XCP (or) "Universal Measurement and Calibration Protocol" is a network protocol originating from ASAM for connecting measurement/calibration systems to electronic control units, ECUs. It enables read and write access to variables and memory contents of micro-controller systems at run-time. To achieve independence from a specific physical transport layer, XCP was subdivided into a protocol layer and a transport layer. Depending on the transport layer, one refers to XCP on CAN, XCP on Ethernet, etc. and can be extended to future transport layers
The measurement and calibration system assumes the role of XCP master, while the ECU operates as a slave. The master and slave each communicate by XCP driver. There is an ECU description file (in A2L format) for each slave, which specifies associations between symbolic variable names and their address ranges, physical meanings of the data and the checksum method used. The XCP master can read out all necessary information from these A2L description files.

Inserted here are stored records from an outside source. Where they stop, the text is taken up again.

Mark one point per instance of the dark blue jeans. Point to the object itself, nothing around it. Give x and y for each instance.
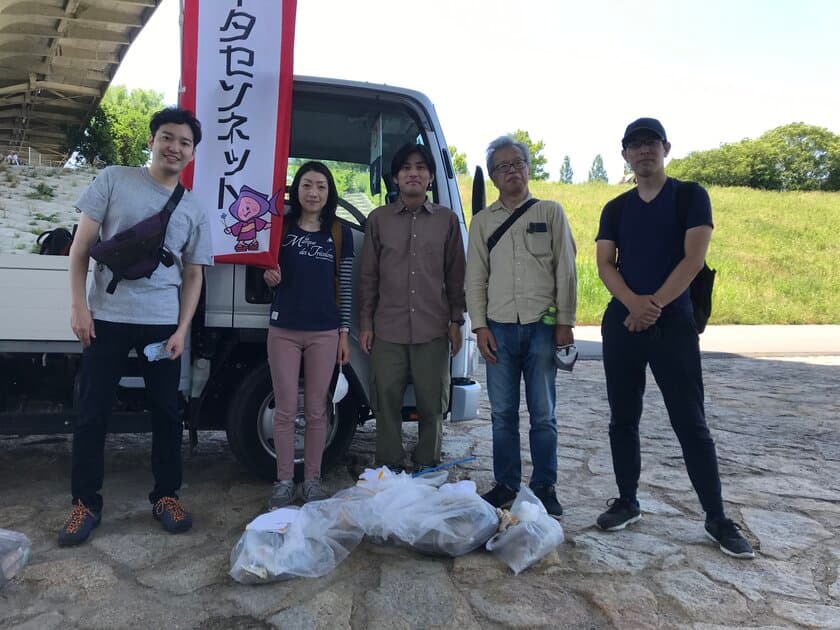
(523, 349)
(671, 348)
(103, 364)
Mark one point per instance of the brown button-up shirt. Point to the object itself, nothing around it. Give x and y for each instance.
(411, 283)
(529, 269)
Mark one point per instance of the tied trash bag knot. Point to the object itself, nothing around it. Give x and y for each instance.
(526, 534)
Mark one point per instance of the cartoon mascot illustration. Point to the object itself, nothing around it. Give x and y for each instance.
(247, 209)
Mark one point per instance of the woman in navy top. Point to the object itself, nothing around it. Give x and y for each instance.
(307, 324)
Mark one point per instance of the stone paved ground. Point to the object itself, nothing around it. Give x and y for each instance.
(777, 426)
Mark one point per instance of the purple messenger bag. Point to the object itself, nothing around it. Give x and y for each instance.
(136, 252)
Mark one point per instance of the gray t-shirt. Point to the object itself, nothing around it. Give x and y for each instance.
(120, 197)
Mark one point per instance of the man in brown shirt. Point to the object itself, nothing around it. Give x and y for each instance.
(411, 307)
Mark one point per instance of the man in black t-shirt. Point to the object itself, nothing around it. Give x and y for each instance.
(647, 255)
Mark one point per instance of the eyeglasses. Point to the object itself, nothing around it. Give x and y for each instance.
(638, 143)
(507, 167)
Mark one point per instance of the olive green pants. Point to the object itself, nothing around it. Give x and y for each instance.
(393, 366)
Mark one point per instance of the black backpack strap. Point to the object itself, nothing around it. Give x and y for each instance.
(496, 236)
(614, 209)
(166, 258)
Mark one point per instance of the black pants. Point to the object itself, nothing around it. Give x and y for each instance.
(103, 363)
(671, 348)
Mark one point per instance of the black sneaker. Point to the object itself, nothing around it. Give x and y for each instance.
(172, 515)
(78, 526)
(727, 534)
(619, 515)
(548, 497)
(500, 496)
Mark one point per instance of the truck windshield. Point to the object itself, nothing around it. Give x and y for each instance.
(348, 133)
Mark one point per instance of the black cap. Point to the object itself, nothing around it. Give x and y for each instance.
(644, 124)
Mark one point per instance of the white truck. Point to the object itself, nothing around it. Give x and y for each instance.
(225, 379)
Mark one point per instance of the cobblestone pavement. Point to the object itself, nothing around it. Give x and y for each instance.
(777, 427)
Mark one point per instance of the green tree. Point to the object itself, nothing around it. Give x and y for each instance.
(791, 157)
(566, 172)
(92, 140)
(118, 131)
(129, 112)
(538, 160)
(459, 160)
(598, 173)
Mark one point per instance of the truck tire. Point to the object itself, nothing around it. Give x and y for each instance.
(250, 422)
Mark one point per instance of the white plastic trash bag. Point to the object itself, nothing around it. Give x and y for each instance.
(14, 554)
(451, 521)
(529, 535)
(288, 543)
(412, 511)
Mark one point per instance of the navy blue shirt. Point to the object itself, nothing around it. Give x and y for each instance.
(651, 240)
(305, 297)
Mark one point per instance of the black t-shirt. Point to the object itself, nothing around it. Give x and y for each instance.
(650, 238)
(305, 297)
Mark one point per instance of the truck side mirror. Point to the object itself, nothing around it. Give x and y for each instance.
(479, 194)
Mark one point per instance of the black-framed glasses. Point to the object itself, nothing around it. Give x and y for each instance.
(507, 167)
(638, 143)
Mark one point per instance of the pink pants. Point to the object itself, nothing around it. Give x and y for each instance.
(286, 348)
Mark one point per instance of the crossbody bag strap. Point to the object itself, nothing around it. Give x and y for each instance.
(496, 236)
(165, 257)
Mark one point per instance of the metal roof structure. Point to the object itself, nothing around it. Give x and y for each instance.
(57, 59)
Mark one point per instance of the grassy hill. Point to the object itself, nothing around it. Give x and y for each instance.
(776, 254)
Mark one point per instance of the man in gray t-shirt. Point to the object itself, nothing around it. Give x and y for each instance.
(138, 313)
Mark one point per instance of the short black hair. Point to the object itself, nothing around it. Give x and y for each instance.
(328, 211)
(176, 116)
(410, 148)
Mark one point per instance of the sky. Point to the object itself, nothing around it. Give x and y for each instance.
(571, 73)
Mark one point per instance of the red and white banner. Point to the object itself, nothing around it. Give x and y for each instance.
(236, 75)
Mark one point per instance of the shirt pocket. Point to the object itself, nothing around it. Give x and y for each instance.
(538, 243)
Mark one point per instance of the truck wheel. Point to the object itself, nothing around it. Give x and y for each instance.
(250, 426)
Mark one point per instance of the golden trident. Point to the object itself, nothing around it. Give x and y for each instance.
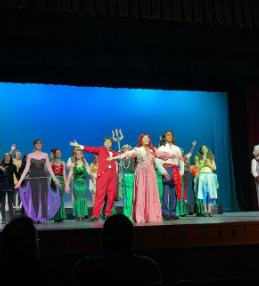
(118, 137)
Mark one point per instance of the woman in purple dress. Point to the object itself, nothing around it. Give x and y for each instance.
(39, 202)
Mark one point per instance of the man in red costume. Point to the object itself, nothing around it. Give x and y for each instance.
(106, 182)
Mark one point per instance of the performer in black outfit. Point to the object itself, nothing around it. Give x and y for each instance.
(7, 172)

A key functionality of XCP is that it enables read and write access to the memory of the Slave. One of the great strengths of XCP lies in acquiring measured values from RAM which change synchronously to process flows or events in the ECU. This lets users evaluate direct relationships between time-based process flows in the ECU and the changing values. These are referred to as event-synchronous measurements. Write access lets the user optimize parameters of algorithms in the Slave.
The accesses are address-oriented, i.e. the communication between Master and Slave references addresses in memory. So, the measurement of a parameter is essentially implemented as a request of the Master to the Slave: “Give me the value of memory location 0x1234”. Calibration of a parameter – the write access – to the Slave means: “Set the value at address 0x9876 to 5”.